I’ve included another duo that works well together: coriander and orange. Instead of the usual grated zest, I’ve gone with tiny nibs of minced orange peel (white removed) for a super-charged citrus flavor that’s offset by the exotic perfume of coriander. The backdrop for all of this comes from a huge surplus of green summer squash, rather than zucchini.

Zucchini Cake with Cacao & Orange Nibs

The cake steams in 35 minutes—literally from the inside out—it cooks thoroughly, thanks to the center hole in the bundt pan. You would never guess it had been steamed; once turned out of the pan and cooled, it appears browned and perfectly baked. The cake’s surprisingly light texture is speckled with flavorful flecks from the orange, green squash, and chocolate brown cacao nibs. It’s quite a party!


Update! The pressurized steaming process also softens the cacao nibs. As the cake rests, the nibs seem to bloom (stored in the fridge). Their nubby texture relaxes, and more complex chocolate qualities unfold.  Fascinating… and highly delicious.
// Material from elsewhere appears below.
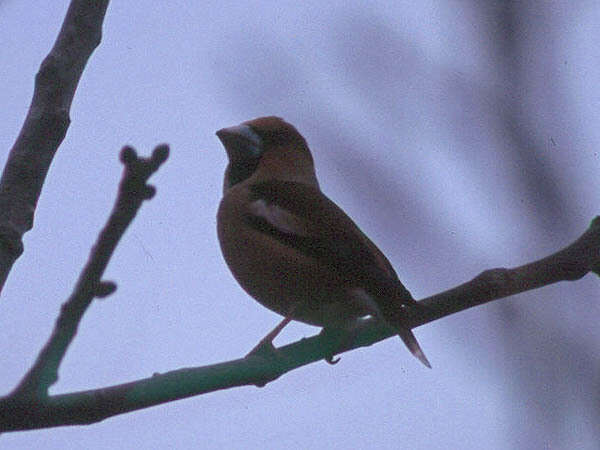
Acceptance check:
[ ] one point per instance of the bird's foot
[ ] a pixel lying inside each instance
(265, 349)
(334, 339)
Steamed Zucchini Cake with Cacao and Orange Nibs

Ingredients
1½ cups AP flour
2 tsp baking powder
½ tsp each baking soda and salt
1 tsp coriander
2 eggs
⅓ cup vegetable oil
½ cup each granulated sugar and brown sugar
2 Tbsp plain yogurt
1 tsp vanilla extract
1½ cups grated zucchini or summer squash, skin on
2 tsp orange peel, white removed, sliver and chop well
⅓ cup roasted cacao nibs

Instructions

  1. Thinly coat 8” bundt pan with Baker’s or nonstick spray.
  2. Prepare Instant Pot or other multicooker: fill with 1½ cup water and insert trivet. Cut aluminum foil cover for pan and prepare sling for pan.
  3. Combine flour through spices together and set aside.
  4. In mixing bowl whisk eggs, then beat in the oil. Whisk in the sugar to fully combine, and then stir in the yogurt and vanilla. Add the zucchini.  Stir in the dry ingredients just to incorporate and finally add the cacao and orange nibs. Scrape batter into the bundt pan and level the surface.
  5. Begin heating multicooker, set to Sauté More. Add 1 ½ cup water and place the trivet in pot.
  6. Cover filled bundt pan with foil. Fold the other length of foil into a long sling. Wrap it under the pan, up the sides, over the top, and lower it into the pot.
  7. Seal pot with lid, reset to Hi Pressure for 35 minutes. When complete, turn off unit, disconnect and let rest undisturbed for 10 minutes. Slowly release remaining pressure and open the lid. Using the foil sling, carefully lift pan out of pot and onto a rack. Remove foil and cool for 10 minutes. With thin knife, loosen any edges adhering to pan and turn cake out to cool onto rack.  Makes 1 cake, serves 10.